Depuis quelques années déjà, Selim Mouzannar s’intéresse au platine qu’il préfère clairement à l’or blanc. « Dans la nouvelle collection, j’ai intégré le platine qui est un métal unique dans sa ductilité, avec un point de fusion qui est plus complexe que l’or. Je suis très séduit par ce métal. Il n’est pas trompeur, sincère dans sa couleur, pas comme l’or blanc qui est un alliage et qui peut ternir avec le temps, ce qui n’est pas le cas du platine », confie-t-il. « C’est un métal délicat à travailler, mais qui jouit d’une couleur unique », ajoute le joailler qui poursuit : « J’ai été contacté par le Platinum International Council pour la préparation de quelques pièces que nous avons réussies.
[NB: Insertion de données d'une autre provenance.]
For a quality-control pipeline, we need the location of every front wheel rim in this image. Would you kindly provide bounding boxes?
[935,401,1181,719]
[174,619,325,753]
Nous avons déjà dans nos tiroirs une collection hommes tout en platine. J’ai instauré et formé une petite équipe spécialisée pour travailler le platine. »

Jurys, prix et projets à la pelle

On ne s’étonne plus, dès lors, que plusieurs fois lauréat du Salon Couture, notamment pour ses créations originales autour de pierres rares, comme l’émeraude trapiche colombienne caractérisée par un motif à rayons, Selim Mouzannar soit à présent invité à figurer au jury 2025 des prix prestigieux attribués par cette institution de Las Vegas où siègent à chaque session, cinq juges du monde entier.

L'atelier de travail où tout se passe. Photo DR

Le joailler figure, par ailleurs, parmi les trois nominés de la catégorie Jewelry Design des GEM Awards 2025, prix décerné à une personne, et non à une marque, pour son excellence en matière de conception de bijoux. « Chaque lauréat possède une esthétique extraordinaire et crée des bijoux qui façonnent l'avenir du design », précise la direction de ce prix, l’un des plus anticipés de l’industrie chaque année. Et parce que la maison Selim Mouzannar n’est jamais à court de projets, et parce que son fondateur ne cesse de clamer son attachement à Beyrouth, ville source où il est né au sein d’une dynastie de joailliers-bijoutiers, « je résiste », dit-il. « Heureusement que le développement à l’étranger maintient la survie de notre famille de 35 employés et artisans », affirme celui qui, en peu de temps, a développé son entreprise dans une dizaine de pays. Près de 30 points de vente de la marque sont désormais déployés entre les USA, Paris, Saint-Tropez, Val-d’Isère, Courchevel, Londres, Zurich, Genève, Istanbul, Varsovie, Hong Kong, Mexico, Dubaï, bientôt Munich. Enfin, Mouzannar prévoit bientôt l’installation d’un des laboratoires les plus perfectionnés au Moyen-Orient, spécialisé dans la reconnaissance des pierres et de leurs origines sous la direction de son fils, Namir, qui a hérité de sa passion.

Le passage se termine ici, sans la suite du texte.